How Can I Calculate the Cauchy Sum of a Taylor Polynomial in Maple?

[Simfish]

So...

I want to find the Cauchy sum of the Taylor polynomial of [tex]\exp x \sin x[/tex]. I know how to do this with maple, which only requires the command
taylor(sin(x)*exp(x), x = 0, n). I can also try the good old [tex]f(a)+\frac{f'(a)}{1!}(x-a)+\frac{f''(a)}{2!}(x-a)^2+\frac{f^{(3)}(a)}{3!}(x-a)^3+\cdots[/tex] formula, but that isn't the learning objective. But I want to see if I did the Cauchy summation correctly with maple, and maple has different commands for summing up polynomial series.

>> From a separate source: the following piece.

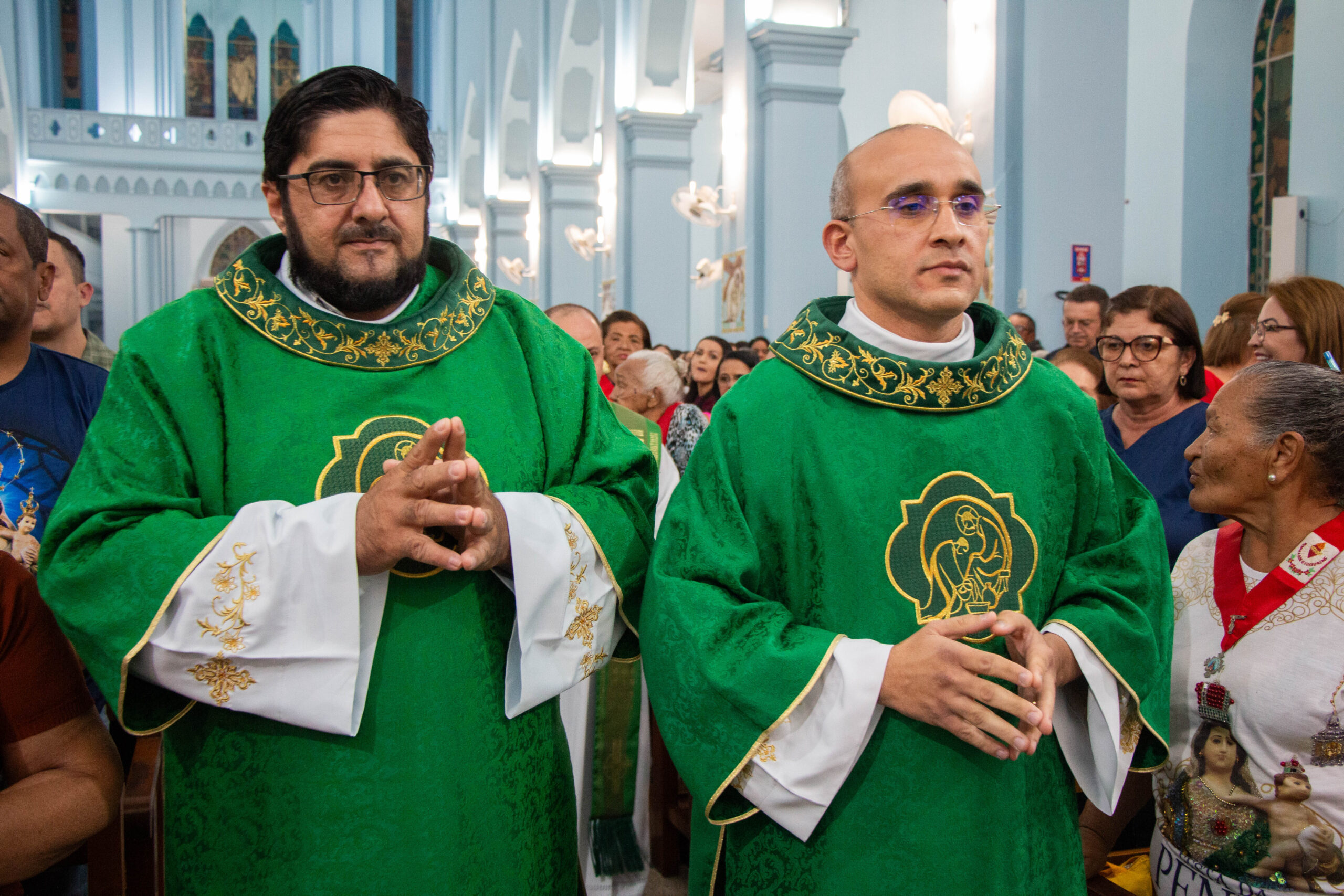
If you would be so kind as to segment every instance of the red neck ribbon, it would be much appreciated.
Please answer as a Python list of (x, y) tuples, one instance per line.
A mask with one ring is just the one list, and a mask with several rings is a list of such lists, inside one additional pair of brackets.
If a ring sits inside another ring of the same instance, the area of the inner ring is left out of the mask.
[(1344, 551), (1344, 513), (1302, 539), (1250, 592), (1242, 578), (1241, 551), (1242, 525), (1228, 523), (1218, 531), (1214, 548), (1214, 603), (1223, 615), (1223, 650), (1284, 606)]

So I use the maple command.

sum((-1)^k*x^(n+k+1)/(factorial(2*k+1)*factorial(n-k)), k = 0 .. n)

Problem is, how can I set a value to n?

Is [tex]\sum_{k=0}^n {\frac { \left( -1 \right) ^{k}{x}^{n+k+1}}{ \left( 2\,k+1 \right) !\,\left( n-k \right)!}}[/tex] the right Cauchy sum of this series anyhow?

 

[Simfish]

test...

The problem here is that this is when [tex]a_n = \sin x , b_n = \exp x[/tex]. When I set [tex]b_n = \sin x, a_n = \exp x[/tex], I get [tex]\sum_{k=0}^n {\frac { \left( -1 \right) ^{n-k}{x}^{n-2k+1}}{ \left( 2\,n - 2k + 1 \right) !\,\left( n)!}}[/tex]

The other problem is that in the Cauchy formula [tex]c_n=\sum_{k=0}^n a_k b_{n-k}[/tex] I expect [tex]a_n[/tex] and [tex]b_n[/tex] to be symmetrical. But yet when I set u = n - k, where [tex]k \in [0,n], u \in [n, 0] [/tex], which would be a backwards summation. Is there a better way to ensure symmetry of the two terms?

 

[tacman]

The command you used in maple, sum((-1)^k*x^(n+k+1)/(factorial(2*k+1)*factorial(n-k)), k = 0 .. n), is the correct way to find the Cauchy sum of a Taylor polynomial in maple. It is important to note that for Cauchy summation, n should be a fixed value and not a variable. So in order to set a value for n, you can simply replace it with a numerical value in the command, for example, sum((-1)^k*x^(n+k+1)/(factorial(2*k+1)*factorial(n-k)), k = 0 .. 5) would give you the Cauchy sum up to n=5.

As for your second question, yes, \sum_{k=0}^n {\frac { \left( -1 \right) ^{k}{x}^{n+k+1}}{ \left( 2\,k+1 \right) !\,\left( n-k \right)!}} is the correct Cauchy sum for the series \exp x \sin x. This can be verified by comparing it with the Taylor polynomial of the series, which is given by taylor(sin(x)*exp(x), x = 0, n).